Me sacrifiqué por mi marido y pasé tres años entre rejas. Cuando salí en libertad, mi hija había desaparecido, mi matrimonio se había desmoronado y el hombre que me traicionó vivía la vida de mis sueños… hasta que un extraño con un gran poder me ayudó a derrumbar su mundo perfecto…

—La opinión pública ya la tiene perdida. No se trata de convencer a todos. Se trata de enturbiar el agua. Convertir esto en una historia dudosa.
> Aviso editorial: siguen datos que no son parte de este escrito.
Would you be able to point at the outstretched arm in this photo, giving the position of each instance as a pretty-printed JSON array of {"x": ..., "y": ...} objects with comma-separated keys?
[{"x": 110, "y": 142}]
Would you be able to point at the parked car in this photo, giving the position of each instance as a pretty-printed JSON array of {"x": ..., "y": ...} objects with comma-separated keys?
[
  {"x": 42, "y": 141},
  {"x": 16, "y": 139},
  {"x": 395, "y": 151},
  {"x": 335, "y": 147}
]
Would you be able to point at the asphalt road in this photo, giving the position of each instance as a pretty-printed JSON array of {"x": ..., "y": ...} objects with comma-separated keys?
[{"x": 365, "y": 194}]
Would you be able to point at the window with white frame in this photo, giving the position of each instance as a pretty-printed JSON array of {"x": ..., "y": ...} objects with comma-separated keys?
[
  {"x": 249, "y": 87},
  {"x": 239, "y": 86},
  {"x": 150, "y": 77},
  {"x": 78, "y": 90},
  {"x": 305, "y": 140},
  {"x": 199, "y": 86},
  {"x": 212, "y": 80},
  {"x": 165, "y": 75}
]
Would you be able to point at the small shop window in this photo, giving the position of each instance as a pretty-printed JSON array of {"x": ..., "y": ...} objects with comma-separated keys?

Si la gente no sabe qué creer, usted gana tiempo.

—¿Y cómo hago eso?

—Construyendo otra narrativa. Usted es la víctima. Su exmujer está resentida. Salió de prisión destruida, alguien con poder la manipula para vengarse y quedarse con su dinero. Elena no es la amante, es la mujer que lo sostuvo cuando usted estaba hundido. Y la niña… la niña es su ancla moral.
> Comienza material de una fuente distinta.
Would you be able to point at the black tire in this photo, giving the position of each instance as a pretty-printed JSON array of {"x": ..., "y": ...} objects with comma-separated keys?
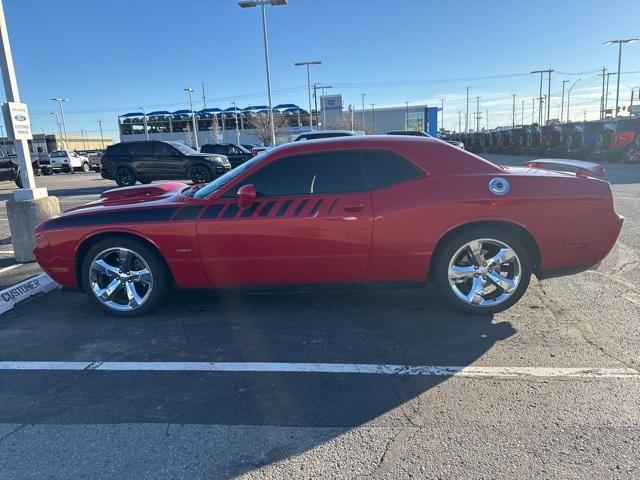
[
  {"x": 201, "y": 174},
  {"x": 125, "y": 177},
  {"x": 445, "y": 254},
  {"x": 162, "y": 280}
]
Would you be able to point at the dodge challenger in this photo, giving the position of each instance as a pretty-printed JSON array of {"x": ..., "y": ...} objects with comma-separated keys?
[{"x": 377, "y": 209}]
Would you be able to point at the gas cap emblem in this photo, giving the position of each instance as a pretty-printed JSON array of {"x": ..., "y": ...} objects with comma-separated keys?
[{"x": 499, "y": 186}]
Manuel sonrió de una manera que no calentaba nada.

—Además, hay que trabajar a la pequeña. Que le tenga miedo a su madre. Que la vea como una amenaza, una extraña, alguien que viene a destruir su mundo.

Javier dudó menos de un segundo.

Porque la cobardía, cuando se mezcla con la codicia, no suele necesitar mucho empuje para volverse crueldad.
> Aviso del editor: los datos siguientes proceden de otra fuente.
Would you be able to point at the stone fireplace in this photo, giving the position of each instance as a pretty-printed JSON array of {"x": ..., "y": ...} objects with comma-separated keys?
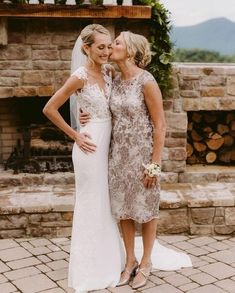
[
  {"x": 34, "y": 64},
  {"x": 30, "y": 143}
]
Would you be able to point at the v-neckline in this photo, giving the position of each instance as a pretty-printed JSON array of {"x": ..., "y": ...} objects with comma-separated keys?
[{"x": 101, "y": 89}]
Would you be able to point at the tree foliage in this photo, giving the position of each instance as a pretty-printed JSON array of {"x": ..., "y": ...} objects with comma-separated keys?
[
  {"x": 161, "y": 44},
  {"x": 199, "y": 55}
]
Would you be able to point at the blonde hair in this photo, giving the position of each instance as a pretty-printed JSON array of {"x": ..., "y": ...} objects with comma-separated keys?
[
  {"x": 88, "y": 34},
  {"x": 138, "y": 48}
]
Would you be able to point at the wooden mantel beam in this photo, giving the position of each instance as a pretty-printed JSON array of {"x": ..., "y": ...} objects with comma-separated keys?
[{"x": 73, "y": 11}]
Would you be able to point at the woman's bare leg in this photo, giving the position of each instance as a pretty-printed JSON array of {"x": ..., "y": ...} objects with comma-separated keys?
[
  {"x": 128, "y": 234},
  {"x": 149, "y": 235},
  {"x": 149, "y": 230}
]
Empezaron a salir artículos de cuentas dudosas y blogs mediocres donde María aparecía como una exconvicta celosa, inestable y manipulada por “intereses ocultos”. Los comentarios se llenaron de bots. No fue suficiente para limpiar a Javier, pero sembró dudas en una parte mínima del público.

Luego él hizo algo peor.

Empezó a dedicar tiempo a Sofía.

Le compró muñecas caras. La llevó a comer helado. Le leyó cuentos por la noche. Le hizo preguntas suaves con voz de padre recuperado.

—Papá te quiere muchísimo, ¿verdad?

—Sí.

—¿Y sabes? Mamá cometió un error muy grande. Se fue muy lejos. Ahora quizá quiere volver y separarnos. Pero papá nunca dejará que te hagan daño.

Sofía tenía cuatro años.

A los cuatro, el amor y el miedo se confunden con demasiada facilidad si un adulto insiste suficiente.

Carmen Beltrán y Elena reforzaron el veneno.

Que mamá era mala.

Que mamá no la había querido.

Que mamá podía venir a llevársela.

Que papá era el único refugio seguro.

Cuando Alonso informó de aquello a María, ella sintió un impulso ciego de correr a buscar a su hija. La psicóloga la frenó.

—Si irrumpe sin estrategia, él la usará para presentarla como descontrolada. Necesitamos prueba. Necesitamos tiempo. Necesitamos ver a la niña.